Does your friend own a Poodle so you are getting some experience from her dog peeing and having concerns. That would make sense of why you are concerned as you are.


----------



## marepalmer (Oct 14, 2008)

My friend owns a chihuaha.


----------



## frostfirestandards (Jun 18, 2009)

one of my dogs is really bad about peeing on his legs, and stains his legs (he's white) I ordered leggings for him, they are waterproof, so I just have to wash them instead of him, and his coat wont be stained any more


----------



## spoospirit (Mar 10, 2009)

_So far, we have been lucky with Billy. I have only seen him pee on his front leg twice. He is in continental cut so he is completely shaved in the entire area of the male organ and his tummy. But, if he were in a fuller cut I would definitely shave his penis and testicles to help keep him clean. I always do the sanitary shave of the rectum on all of the poodles. I have not had to wipe any butts yet._


----------



## Bella's Momma (Jul 26, 2009)

Okay, wow, so wouldn't that Pom get pee all over itself? LOL.

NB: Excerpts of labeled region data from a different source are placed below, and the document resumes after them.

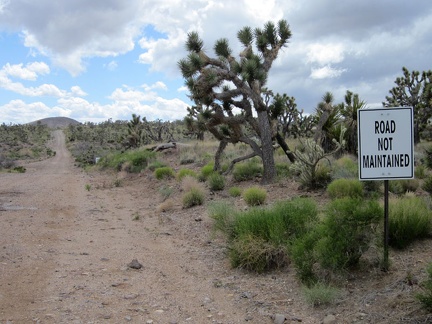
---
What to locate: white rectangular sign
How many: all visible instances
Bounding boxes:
[357,107,414,180]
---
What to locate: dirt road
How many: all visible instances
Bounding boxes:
[0,131,288,324]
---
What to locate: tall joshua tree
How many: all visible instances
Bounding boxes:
[178,20,291,183]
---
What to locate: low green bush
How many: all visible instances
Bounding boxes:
[228,187,241,197]
[389,196,432,249]
[154,167,175,180]
[207,172,225,191]
[243,187,267,206]
[176,168,198,181]
[316,198,383,270]
[232,159,263,182]
[416,263,432,312]
[327,179,363,199]
[183,188,205,208]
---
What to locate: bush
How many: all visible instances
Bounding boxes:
[416,263,432,312]
[233,159,263,182]
[243,187,267,206]
[183,188,204,208]
[327,179,363,199]
[227,198,318,272]
[228,187,241,197]
[389,196,431,249]
[316,198,383,270]
[303,282,339,307]
[207,172,225,191]
[177,169,197,181]
[154,167,175,180]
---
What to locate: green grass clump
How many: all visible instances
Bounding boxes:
[243,187,267,206]
[232,159,263,182]
[177,168,197,181]
[228,187,241,197]
[183,188,205,208]
[315,198,383,270]
[416,263,432,312]
[303,282,340,307]
[389,196,432,249]
[327,178,363,199]
[154,167,175,180]
[207,172,225,191]
[226,198,318,272]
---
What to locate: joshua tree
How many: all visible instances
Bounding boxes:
[178,20,291,183]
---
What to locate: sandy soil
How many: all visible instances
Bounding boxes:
[0,131,432,324]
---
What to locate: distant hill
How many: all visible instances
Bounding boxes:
[29,117,81,128]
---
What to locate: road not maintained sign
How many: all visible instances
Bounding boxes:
[357,107,414,180]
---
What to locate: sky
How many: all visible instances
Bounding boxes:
[0,0,432,124]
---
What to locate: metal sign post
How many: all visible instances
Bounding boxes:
[357,107,414,271]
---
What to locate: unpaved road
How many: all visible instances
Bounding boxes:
[0,131,280,324]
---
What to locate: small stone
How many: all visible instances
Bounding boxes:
[273,314,285,324]
[323,314,336,324]
[128,259,142,270]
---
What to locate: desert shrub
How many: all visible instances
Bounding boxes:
[331,155,358,179]
[389,196,432,248]
[303,282,340,307]
[228,187,241,197]
[176,168,197,181]
[207,172,225,191]
[183,188,205,208]
[229,235,288,273]
[207,201,236,237]
[198,162,214,182]
[230,198,318,272]
[316,198,383,270]
[233,159,263,182]
[243,187,267,206]
[327,179,363,199]
[416,263,432,312]
[154,167,175,180]
[422,175,432,194]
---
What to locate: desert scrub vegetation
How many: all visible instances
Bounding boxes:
[327,178,363,199]
[181,176,205,208]
[154,167,175,180]
[389,195,432,249]
[242,186,267,206]
[213,198,318,273]
[98,149,156,173]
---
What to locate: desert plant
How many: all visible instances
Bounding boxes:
[154,167,175,180]
[176,168,197,181]
[416,262,432,312]
[183,188,205,208]
[207,172,225,191]
[389,196,432,248]
[303,282,340,307]
[243,187,267,206]
[228,187,241,197]
[316,198,383,270]
[327,179,363,199]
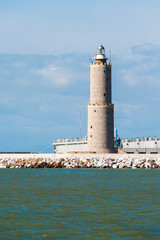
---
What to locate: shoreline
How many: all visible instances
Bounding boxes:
[0,153,160,169]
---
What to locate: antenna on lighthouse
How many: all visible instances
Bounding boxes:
[109,49,111,63]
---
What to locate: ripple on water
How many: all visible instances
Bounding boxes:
[0,169,160,240]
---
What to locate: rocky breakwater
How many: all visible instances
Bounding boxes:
[0,156,160,169]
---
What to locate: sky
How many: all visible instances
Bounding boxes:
[0,0,160,152]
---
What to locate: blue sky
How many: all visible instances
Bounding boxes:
[0,0,160,152]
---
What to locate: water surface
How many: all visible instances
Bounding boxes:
[0,169,160,240]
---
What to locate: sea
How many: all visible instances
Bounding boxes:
[0,169,160,240]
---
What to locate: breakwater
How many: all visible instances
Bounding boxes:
[0,154,160,169]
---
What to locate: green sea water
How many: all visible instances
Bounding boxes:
[0,169,160,240]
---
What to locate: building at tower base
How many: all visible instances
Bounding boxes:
[88,45,117,153]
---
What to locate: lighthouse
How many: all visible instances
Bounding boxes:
[88,45,117,153]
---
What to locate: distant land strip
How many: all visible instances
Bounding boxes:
[0,153,160,169]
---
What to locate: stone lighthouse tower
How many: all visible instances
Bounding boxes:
[88,45,116,153]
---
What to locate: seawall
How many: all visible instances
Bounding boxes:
[0,153,160,169]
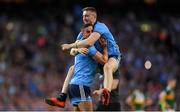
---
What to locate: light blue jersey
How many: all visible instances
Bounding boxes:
[70,46,98,87]
[93,21,121,56]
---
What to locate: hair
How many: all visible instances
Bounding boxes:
[82,7,97,14]
[81,23,93,29]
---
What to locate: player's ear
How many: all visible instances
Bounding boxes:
[81,29,83,33]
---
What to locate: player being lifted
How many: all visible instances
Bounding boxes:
[45,24,108,111]
[62,7,121,104]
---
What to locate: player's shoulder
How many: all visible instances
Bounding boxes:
[94,21,107,27]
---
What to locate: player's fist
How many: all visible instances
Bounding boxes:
[99,37,107,48]
[61,44,71,50]
[101,88,110,105]
[78,48,89,55]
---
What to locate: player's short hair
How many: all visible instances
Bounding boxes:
[82,7,97,14]
[81,23,93,29]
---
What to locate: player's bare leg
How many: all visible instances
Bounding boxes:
[78,101,93,112]
[102,58,119,105]
[73,106,80,111]
[45,66,74,108]
[103,58,118,91]
[61,65,74,94]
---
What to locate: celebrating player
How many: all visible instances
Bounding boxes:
[62,7,121,105]
[45,24,108,111]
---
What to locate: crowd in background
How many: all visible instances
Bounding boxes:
[0,3,180,110]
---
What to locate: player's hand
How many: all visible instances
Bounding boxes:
[99,37,107,48]
[78,48,89,55]
[101,88,110,105]
[61,44,71,50]
[93,89,103,96]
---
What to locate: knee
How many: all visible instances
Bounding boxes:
[69,65,74,70]
[103,63,112,71]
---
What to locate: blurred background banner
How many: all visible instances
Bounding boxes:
[0,0,180,111]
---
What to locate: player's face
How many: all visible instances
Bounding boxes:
[82,26,93,39]
[83,11,96,24]
[171,80,176,88]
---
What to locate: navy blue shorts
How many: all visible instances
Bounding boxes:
[109,55,122,67]
[68,84,92,106]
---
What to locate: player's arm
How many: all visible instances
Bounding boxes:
[159,91,166,110]
[126,95,133,106]
[111,79,119,90]
[61,32,101,50]
[93,38,108,65]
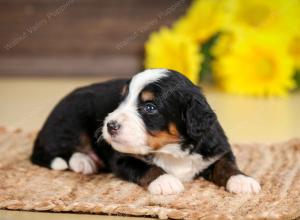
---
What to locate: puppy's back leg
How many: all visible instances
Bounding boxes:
[202,151,261,194]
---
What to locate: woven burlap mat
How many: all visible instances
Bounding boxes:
[0,128,300,219]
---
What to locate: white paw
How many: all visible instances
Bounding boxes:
[226,174,261,194]
[148,174,184,195]
[50,157,69,170]
[69,152,97,174]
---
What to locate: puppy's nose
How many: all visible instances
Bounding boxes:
[107,120,121,136]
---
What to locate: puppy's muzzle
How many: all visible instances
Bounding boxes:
[106,120,121,136]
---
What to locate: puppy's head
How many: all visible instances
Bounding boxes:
[102,69,216,154]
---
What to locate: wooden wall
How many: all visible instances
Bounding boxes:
[0,0,190,76]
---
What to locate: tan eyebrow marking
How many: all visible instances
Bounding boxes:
[141,91,155,102]
[148,123,180,150]
[121,85,128,96]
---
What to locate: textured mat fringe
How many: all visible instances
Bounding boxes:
[0,127,300,219]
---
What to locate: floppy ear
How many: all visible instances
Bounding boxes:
[185,94,217,141]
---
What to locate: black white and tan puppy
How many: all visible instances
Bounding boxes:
[31,69,260,194]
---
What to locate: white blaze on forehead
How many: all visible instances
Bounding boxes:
[102,69,168,154]
[126,69,168,103]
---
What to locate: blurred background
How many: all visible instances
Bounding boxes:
[0,0,300,142]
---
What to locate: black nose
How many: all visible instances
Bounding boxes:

I've been wondering about this as well, ours is a girl but some times her girly parts look very wet. I was evening wondering if she was having some kind of health issues, but it seemed to not be constant so I was thinking she was just grooming herself prior to whenever I noticed (eew). I've wondered if she might get a bit on her legs, though, as she seems to start walking away before she's entirely done.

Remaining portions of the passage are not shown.